I have hum with all devices (AXE3, AX8, KPA, BIAS, HeadRush, UAD plugins).

I have turned off WiFi, cellphones, computers, monitors and all wireless devices in the room.

The Hum comes through with all guitars (mostly, ironically, humbuckers).

I have hum through the UAD, through monitors, through my CLR, AND HEADPHONES. This is even with guitar to cable to input to headphones.

Moving around the room or playing in different rooms does have a de minimis change in noise. Besides the regular hum, buzz, and white noise, there is also weird almost theremin noises.

Any ideas?

Also, do you create a ground loop plugging the Axe into the top outlet and then the amp into the other (or place other equipment somewhere in the audio chain)?

I try to have all equipment connected electronically in a serial configuration. One multiplug to the next until reaching the outlet.

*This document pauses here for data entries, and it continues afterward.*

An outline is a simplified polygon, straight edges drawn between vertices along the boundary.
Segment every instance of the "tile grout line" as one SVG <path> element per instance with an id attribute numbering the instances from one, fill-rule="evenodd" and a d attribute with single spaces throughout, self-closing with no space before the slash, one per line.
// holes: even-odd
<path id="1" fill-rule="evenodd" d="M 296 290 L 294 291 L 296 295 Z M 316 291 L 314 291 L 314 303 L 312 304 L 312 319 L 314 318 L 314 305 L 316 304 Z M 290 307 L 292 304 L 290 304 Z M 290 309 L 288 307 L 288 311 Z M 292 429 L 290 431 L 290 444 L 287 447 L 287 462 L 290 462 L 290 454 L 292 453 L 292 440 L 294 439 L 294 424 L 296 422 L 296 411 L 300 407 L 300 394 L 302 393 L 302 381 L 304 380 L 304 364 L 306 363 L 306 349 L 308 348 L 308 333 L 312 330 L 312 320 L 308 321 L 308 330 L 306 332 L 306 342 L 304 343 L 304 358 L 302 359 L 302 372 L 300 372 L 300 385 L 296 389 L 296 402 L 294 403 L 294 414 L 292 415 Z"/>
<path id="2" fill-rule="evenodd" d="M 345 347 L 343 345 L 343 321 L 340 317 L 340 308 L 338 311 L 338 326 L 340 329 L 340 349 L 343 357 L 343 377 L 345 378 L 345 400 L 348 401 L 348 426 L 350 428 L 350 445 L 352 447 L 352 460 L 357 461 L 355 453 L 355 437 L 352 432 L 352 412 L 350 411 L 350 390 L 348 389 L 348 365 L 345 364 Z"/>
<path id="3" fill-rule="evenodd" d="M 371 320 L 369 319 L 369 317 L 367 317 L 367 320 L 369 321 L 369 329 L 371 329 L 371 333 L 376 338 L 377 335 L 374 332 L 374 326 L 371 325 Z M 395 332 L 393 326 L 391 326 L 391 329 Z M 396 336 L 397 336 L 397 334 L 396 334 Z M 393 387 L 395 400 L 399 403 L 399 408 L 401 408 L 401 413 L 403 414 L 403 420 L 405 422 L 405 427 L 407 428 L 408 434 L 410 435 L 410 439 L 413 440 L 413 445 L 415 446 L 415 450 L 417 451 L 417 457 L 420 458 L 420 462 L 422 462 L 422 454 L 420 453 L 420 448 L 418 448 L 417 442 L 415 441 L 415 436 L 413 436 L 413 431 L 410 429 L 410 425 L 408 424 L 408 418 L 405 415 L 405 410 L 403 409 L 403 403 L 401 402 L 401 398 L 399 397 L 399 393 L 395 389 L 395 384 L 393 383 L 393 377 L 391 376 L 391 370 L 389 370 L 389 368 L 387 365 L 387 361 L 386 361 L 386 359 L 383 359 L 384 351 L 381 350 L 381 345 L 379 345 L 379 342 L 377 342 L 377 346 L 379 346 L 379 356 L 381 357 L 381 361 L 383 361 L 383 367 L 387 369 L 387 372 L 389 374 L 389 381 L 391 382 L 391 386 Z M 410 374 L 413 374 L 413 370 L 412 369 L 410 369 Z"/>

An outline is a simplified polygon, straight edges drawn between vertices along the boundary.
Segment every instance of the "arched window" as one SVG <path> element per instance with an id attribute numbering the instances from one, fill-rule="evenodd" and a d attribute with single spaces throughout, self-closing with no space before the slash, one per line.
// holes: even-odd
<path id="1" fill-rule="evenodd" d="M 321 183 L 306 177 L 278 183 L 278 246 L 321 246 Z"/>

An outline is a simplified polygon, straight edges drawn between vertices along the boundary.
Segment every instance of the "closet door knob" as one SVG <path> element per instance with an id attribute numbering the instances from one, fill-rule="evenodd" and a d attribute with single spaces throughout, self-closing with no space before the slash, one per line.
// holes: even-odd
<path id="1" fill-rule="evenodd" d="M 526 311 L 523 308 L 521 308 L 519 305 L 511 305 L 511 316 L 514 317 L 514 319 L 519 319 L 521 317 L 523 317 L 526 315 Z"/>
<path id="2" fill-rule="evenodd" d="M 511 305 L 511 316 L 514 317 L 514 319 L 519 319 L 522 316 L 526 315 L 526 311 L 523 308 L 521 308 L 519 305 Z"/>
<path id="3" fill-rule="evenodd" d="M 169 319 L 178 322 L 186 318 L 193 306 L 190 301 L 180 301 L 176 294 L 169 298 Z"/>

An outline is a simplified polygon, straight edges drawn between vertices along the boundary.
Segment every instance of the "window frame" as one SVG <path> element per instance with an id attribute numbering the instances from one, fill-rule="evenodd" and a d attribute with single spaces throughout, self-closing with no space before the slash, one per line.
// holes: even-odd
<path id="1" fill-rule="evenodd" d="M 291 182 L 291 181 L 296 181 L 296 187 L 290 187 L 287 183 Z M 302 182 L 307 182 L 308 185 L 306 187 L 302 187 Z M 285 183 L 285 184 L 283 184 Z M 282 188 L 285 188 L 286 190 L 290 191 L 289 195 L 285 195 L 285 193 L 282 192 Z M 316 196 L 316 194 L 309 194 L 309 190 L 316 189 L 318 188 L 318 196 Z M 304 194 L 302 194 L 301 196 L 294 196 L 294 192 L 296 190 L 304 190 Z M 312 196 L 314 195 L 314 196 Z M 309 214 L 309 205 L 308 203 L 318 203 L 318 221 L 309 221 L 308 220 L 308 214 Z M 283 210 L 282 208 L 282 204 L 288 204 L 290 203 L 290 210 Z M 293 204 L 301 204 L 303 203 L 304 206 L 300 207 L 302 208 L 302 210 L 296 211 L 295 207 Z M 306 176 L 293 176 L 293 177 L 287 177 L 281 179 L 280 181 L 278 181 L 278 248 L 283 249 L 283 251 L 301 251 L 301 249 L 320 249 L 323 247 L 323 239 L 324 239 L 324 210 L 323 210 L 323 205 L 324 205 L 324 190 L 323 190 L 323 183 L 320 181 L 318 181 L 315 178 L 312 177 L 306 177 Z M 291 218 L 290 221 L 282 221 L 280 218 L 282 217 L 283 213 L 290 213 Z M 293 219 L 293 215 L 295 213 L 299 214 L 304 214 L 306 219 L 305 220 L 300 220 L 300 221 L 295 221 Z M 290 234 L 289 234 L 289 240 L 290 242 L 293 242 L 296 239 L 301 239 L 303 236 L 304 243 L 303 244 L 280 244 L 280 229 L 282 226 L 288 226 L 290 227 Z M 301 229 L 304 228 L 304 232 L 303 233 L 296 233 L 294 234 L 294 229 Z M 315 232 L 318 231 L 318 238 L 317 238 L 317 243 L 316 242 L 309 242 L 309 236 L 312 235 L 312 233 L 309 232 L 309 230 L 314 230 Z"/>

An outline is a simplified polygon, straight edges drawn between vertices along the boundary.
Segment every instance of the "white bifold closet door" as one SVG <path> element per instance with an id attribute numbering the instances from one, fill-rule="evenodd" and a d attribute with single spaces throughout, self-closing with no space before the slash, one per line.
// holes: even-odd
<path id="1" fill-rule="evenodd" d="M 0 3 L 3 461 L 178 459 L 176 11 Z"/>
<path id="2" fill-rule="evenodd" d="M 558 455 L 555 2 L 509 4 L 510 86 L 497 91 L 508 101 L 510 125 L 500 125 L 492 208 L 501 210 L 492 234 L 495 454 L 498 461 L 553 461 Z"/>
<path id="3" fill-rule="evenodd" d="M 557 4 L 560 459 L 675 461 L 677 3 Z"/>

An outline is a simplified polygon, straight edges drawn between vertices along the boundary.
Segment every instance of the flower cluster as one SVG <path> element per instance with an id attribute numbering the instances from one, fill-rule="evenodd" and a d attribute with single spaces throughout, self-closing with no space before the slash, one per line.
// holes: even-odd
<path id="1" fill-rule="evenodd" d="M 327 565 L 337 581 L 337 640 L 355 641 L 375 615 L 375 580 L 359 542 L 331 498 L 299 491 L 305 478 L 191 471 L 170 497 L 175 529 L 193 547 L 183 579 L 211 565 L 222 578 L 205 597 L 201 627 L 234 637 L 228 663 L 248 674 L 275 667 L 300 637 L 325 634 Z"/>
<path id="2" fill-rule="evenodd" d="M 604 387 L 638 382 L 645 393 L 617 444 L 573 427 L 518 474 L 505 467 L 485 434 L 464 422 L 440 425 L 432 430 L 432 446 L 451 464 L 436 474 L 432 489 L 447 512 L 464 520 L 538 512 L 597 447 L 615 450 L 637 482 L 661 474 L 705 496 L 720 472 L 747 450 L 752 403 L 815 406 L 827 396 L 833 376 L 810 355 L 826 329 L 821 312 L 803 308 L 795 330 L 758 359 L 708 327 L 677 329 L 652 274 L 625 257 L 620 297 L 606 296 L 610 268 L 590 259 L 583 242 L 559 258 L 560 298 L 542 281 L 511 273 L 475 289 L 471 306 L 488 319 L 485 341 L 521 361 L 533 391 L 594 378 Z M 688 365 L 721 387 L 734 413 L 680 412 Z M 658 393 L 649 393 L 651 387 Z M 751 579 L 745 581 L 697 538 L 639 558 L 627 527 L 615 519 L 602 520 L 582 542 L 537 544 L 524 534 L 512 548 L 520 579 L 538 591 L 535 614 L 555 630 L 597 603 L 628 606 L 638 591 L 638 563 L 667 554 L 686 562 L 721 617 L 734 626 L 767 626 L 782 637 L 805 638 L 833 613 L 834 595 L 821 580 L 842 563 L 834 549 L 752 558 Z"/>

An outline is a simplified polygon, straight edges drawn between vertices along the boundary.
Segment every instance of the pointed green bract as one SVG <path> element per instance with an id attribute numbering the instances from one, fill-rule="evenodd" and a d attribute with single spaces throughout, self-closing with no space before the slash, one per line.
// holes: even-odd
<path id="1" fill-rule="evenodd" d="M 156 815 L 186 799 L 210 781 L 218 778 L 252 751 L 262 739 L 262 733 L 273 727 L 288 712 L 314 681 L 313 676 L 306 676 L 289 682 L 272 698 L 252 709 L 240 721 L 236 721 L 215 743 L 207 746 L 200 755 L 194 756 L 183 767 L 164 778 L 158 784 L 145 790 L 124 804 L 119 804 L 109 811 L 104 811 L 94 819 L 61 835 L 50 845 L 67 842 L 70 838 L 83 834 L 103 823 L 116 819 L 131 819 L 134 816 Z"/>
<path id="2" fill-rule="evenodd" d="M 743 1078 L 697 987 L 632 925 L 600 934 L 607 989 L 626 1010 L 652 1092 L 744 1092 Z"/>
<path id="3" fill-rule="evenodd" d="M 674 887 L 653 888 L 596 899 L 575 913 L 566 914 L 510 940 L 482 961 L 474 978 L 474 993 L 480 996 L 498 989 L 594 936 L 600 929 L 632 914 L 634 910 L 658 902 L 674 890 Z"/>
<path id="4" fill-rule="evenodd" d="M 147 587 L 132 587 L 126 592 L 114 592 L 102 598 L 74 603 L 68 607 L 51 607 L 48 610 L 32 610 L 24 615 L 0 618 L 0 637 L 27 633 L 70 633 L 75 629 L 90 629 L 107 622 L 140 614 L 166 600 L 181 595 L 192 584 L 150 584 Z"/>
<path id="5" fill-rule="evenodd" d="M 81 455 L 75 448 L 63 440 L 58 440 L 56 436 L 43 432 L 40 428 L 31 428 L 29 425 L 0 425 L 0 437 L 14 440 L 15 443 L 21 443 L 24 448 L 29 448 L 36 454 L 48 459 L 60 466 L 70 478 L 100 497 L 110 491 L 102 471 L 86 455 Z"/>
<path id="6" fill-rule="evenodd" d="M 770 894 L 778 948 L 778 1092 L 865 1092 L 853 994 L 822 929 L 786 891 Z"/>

My father in law who is a retired Electrical Engineer is no help unless you need an F-14 built.
 

yyz67

Inspired
Agree with @AdmiralB ... debug one element at time. With just Axe+phones try a few guitars and a few cables. Try a different room. Try a different house. (While traveling/camping I have used my AF3 in my car with an inverter in the cigarette lighter: dead quiet! Doesn't help with your problem tho 😧 )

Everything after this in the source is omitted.